Я нашел палку и стал рубить крапиву прямо под корень. Зимой в школе Дудкин три дня читал нам вслух про красного командира Ковтюха и белого генерала Улагая, и когда я считался Ковтюхом, крапива рубилась начисто и аж подскакивала выше моей головы, а как только делался генералом, она лишь гнулась и даже не ломалась под палкой: красной конницей была. Я не заметил, как врубился в самую гущину зарослей, где вместе с крапивой ползуче расселись кусты бузины и засохлого крыжовника. Там я и увидел неглубокую, выложенную круглыми камнями яму, а в ней черно-белого, мокрого и грязного теленка. Он полулежал, подогнув передние ноги и стоя на задних, и я разглядел, что это бычок. Я поторкал в него концом палки, и он чуть слышно замычал, но голову не поднял…

Я долго сидел на краю ямы, свесив в нее унизанные белыми волдырями ноги, – обстрекался о поверженную крапиву, потом встал и пошел к коммуне. Тетка стояла на веранде – ждала меня с крапивой, и я сказал ей издали, что иду за чулками. Голос у меня был хриплый и толстый. Он всегда делался таким, если я собирался залезть в чужой огород или сад. Боялся и хотел залезть. Коммунары в тот день не работали и сидели в общежилке.
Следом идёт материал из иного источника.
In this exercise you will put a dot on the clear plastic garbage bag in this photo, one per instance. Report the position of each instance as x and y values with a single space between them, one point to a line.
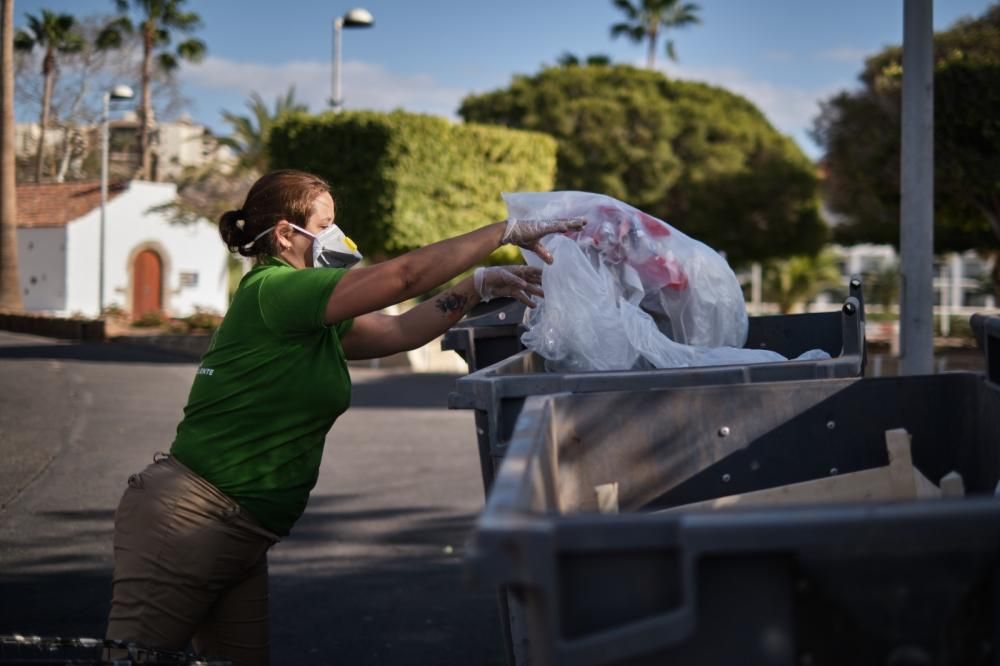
629 291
Кулебяка, одетый и обутый, лежал на койке. Я подошел и незаметно тронул его за ногу. Он покосился на меня одним глазом, а я кивнул головой и подошел к дверям. На крыльце я прислонился к колонне и стал глядеть на мокрую крышу конюшни. Кулебяка вышел и тоже посмотрел туда.

– Дядь Ивгений… там в саду теленок сидит в яме, – осиплым шепотом, глядя на крышу, сказал я, и ноги у меня чуть не подломились в коленках.

– В яме? Кто ж его туда посадил? – без интереса спросил он и цыкнул через зубы длинную кривулину слюней. Когда хочется есть, они как вода бегут. И откуда только берутся!

– Он сам залез, – сказал я. – Нечаянно ввалился.

– Ну и что?

– А ничего. Сидит и все, – еще тише сказал я. – Давно, наверно, ввалился, дурак…

– А чей он?

– Не знаю, – сказал я. – Саломыковский, может… Неш его найдешь там? Крапива такая, что… А он чуть мычит.

– А кто еще знает? Ты кому-нибудь говорил? Мать знает? – быстро и тоже шепотом спросил Кулебяка.

– Нет, – ответил я.

– А отец?

– Он не отец. Он только дядя, – сказал я. – Отца у меня на войне убило, а мать померла сама. От тифа…

Я впервые в жизни говорил об этом, и мне захотелось зареветь, и тогда я опять сказал о теленке:

– Неш про его узнают когда? Сроду не найдут…

– Значит, Татьяна Егоровна тебе не мать, а тетка?

– Ей про все можно говорить, – сказал я. – Она хорошая…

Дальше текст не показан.